Анонимный автор первого обозрения в «Отечественных записках», содержавшего выпады против Чернышевского, не скрывает, что его неприятно поразило нарушение идиллического покоя, царившего до сих пор в критических отделах журналов: «В последнее время в отзывах наших журналов о разных писателях привыкли мы встречать тон умеренный, хладнокровный; если же и читали подчас приговоры несправедливые, по нашему мнению, то самый тон статей, чуждый всякой запальчивости, обезоруживал нас».
Но вот в эту атмосферу вялого благодушия, тишины и покоя резким диссонансом ворвался вдруг смелый и живой голос, в котором ясно различимы ноты сарказма и гнева.
Чернышевскому не нужны уклончивые и позолоченные фразы, затемняющие существо дела. Ему чуждо слепое поклонение авторитетам и известностям. Он не хочет повторять одни и те же стереотипные фразы о том или ином писателе «от самого его отрочества до самой его дряхлости». «Русская критика, – заявляет он, – не должна быть похожа на щепетильную, тонкую, уклончивую и пустую критику французских фельетонов; эта уклончивость и мелочность не во вкусе русской публики, нейдет к живым и ясным убеждениям, которых требует совершенно справедливо от критики наша публика».
И вот, хотя произведения Евгении Тур получили некоторую известность (после того как И.С. Тургенев снисходительно и сдержанно похвалил их в «Современнике»), новый ее роман из великосветского быта «Три поры жизни», лишенный какого бы то ни было общезначимого содержания, Чернышевский, не обинуясь, называет натянутым, аффектированным, пустым и никому не интересным.

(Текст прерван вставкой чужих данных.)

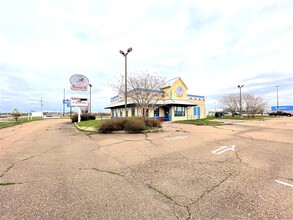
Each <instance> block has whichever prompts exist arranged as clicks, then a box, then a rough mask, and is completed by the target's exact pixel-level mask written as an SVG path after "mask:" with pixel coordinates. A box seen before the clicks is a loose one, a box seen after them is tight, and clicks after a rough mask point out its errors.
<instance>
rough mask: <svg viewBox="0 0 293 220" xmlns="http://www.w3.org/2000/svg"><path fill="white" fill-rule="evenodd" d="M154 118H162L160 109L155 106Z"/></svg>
mask: <svg viewBox="0 0 293 220" xmlns="http://www.w3.org/2000/svg"><path fill="white" fill-rule="evenodd" d="M154 116H160V108H159V107H157V106H155V110H154Z"/></svg>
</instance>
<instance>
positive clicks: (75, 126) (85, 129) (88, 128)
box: [74, 122, 97, 132]
mask: <svg viewBox="0 0 293 220" xmlns="http://www.w3.org/2000/svg"><path fill="white" fill-rule="evenodd" d="M74 125H75V127H76V128H77V129H78V130H80V131H90V132H97V130H96V129H94V128H86V127H80V126H78V125H77V124H76V122H74Z"/></svg>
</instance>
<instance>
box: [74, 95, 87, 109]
mask: <svg viewBox="0 0 293 220" xmlns="http://www.w3.org/2000/svg"><path fill="white" fill-rule="evenodd" d="M70 106H72V107H88V100H87V98H77V97H71V98H70Z"/></svg>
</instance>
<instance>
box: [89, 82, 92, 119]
mask: <svg viewBox="0 0 293 220" xmlns="http://www.w3.org/2000/svg"><path fill="white" fill-rule="evenodd" d="M92 86H93V85H92V84H89V87H90V114H91V113H92Z"/></svg>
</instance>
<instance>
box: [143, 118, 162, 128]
mask: <svg viewBox="0 0 293 220" xmlns="http://www.w3.org/2000/svg"><path fill="white" fill-rule="evenodd" d="M145 125H146V126H147V127H150V128H161V127H162V124H161V122H160V121H159V120H157V119H153V118H147V119H146V120H145Z"/></svg>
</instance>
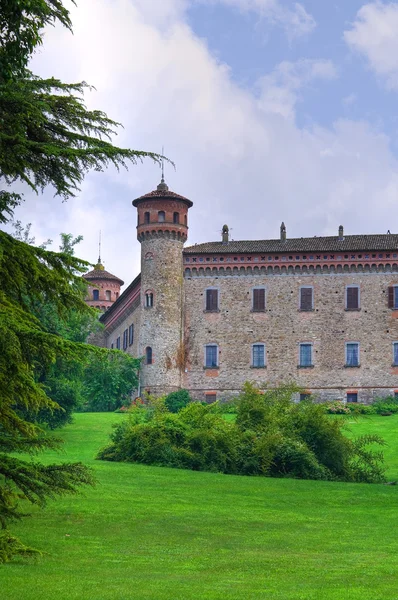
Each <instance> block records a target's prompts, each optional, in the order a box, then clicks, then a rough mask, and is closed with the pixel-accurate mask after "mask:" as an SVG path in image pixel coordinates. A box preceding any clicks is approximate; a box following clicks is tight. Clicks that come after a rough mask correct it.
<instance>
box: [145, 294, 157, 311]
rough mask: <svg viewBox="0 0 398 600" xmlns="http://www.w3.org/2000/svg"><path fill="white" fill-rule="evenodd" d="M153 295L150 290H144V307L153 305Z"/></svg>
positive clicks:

И вот хотя «Вариньку» М. Авдеева относили несколько лет тому назад в том же «Современнике» к числу «замечательных явлений литературы» и ставили в одном ряду с «Записками охотника», новые повести этого писателя настолько далеки от насущных вопросов современности, настолько легковесны и внутренне ложны, что Чернышевский, не обинуясь, бросает автору обвинение в постыдной лакировке действительности, в подкрашивании помещичьего быта розовой водицей сентиментализма. «Что за странность! – восклицает он. – Все это мило, но все это будто бы неправда, будто бы не клеится, будто бы,
Что за странность? Что-то не так! Грациозная песенка оказывается нескладицею! Виноваты, виноваты! Мы вздумали про сову пропеть то, что можно пропеть толыко о ласточке!

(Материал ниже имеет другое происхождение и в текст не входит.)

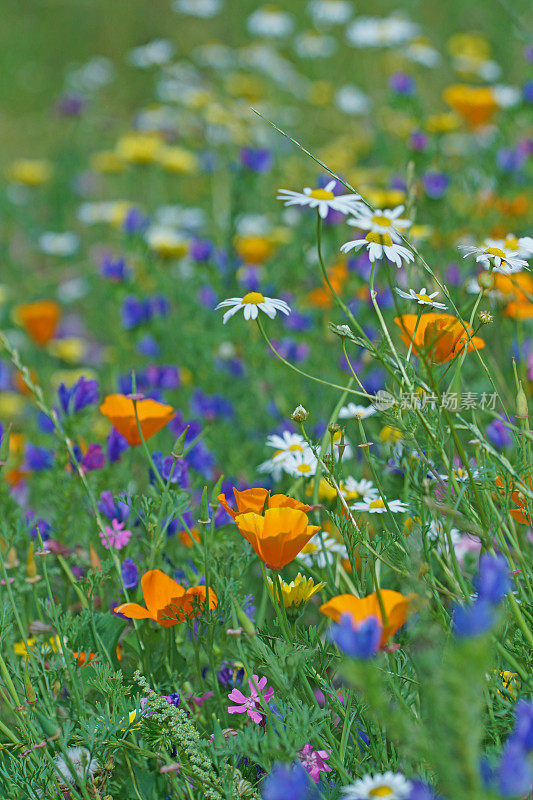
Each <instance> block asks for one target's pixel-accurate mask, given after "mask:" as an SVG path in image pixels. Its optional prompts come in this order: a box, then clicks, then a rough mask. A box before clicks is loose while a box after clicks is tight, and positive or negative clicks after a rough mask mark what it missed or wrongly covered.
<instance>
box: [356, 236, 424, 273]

Г. Авдеев хотел в «Ясных днях» опоэтизировать, идеализировать всё и всех в избранном им для идиллии кругу. Но дело известное, что не всякий кружок, не всякий образ жизни может быть идеализирован в своей истине. Трудно идеализировать бессмыслие и дрязги… Г. Авдеев говорит нам: полюбуйтесь на всех выводимых мною людей всецело, во всей обстановке, полюбите их жизнь; посмотрите, какая светлая, чистая, славная эта жизнь! Посмотрим же, что это за люди и какова их жизнь! Идут ли к ней розовые краски? Не будем даже рассматривать, прикрашивает или нет он своих милых идиллических любимцев; возьмем их такими, какими он их выводит нам на аркадский лужок… Может быть, эти голуби, в сущности, вовсе не голуби, а просто-напросто осовевшие под розовыми красками коршуны и сороки; может быть, от этих сов плохо приходится очень многим, потому что тунеядцы должны же кого-нибудь объедать…»
Трудно было с большею ясностью в подцензурном журнале обвинить писателя в идеализации паразитического времяпрепровождения людей помещичьего круга.
Евгения Тур и Михаил Авдеев были третьестепенными писателями. Но и об ошибках первоклассных художников-мастеров Чернышевский писал с присущей ему прямотой и последовательностью, которую он понимал вовсе не так, как рекомендовал ему понимать ее безыменный критик «Отечественных записок». Чернышевский отказывался ратовать за худшее только из привязанности к именам. «Если хочешь быть последовательным, – писал он, – то смотри исключительно только на достоинство произведения и не стесняйся тем, хорошими или дурными находил ты прежде произведения того же самого автора; потому что одинаковы вещи бывают по существенному своему качеству, а не по клейму, наложенному на них».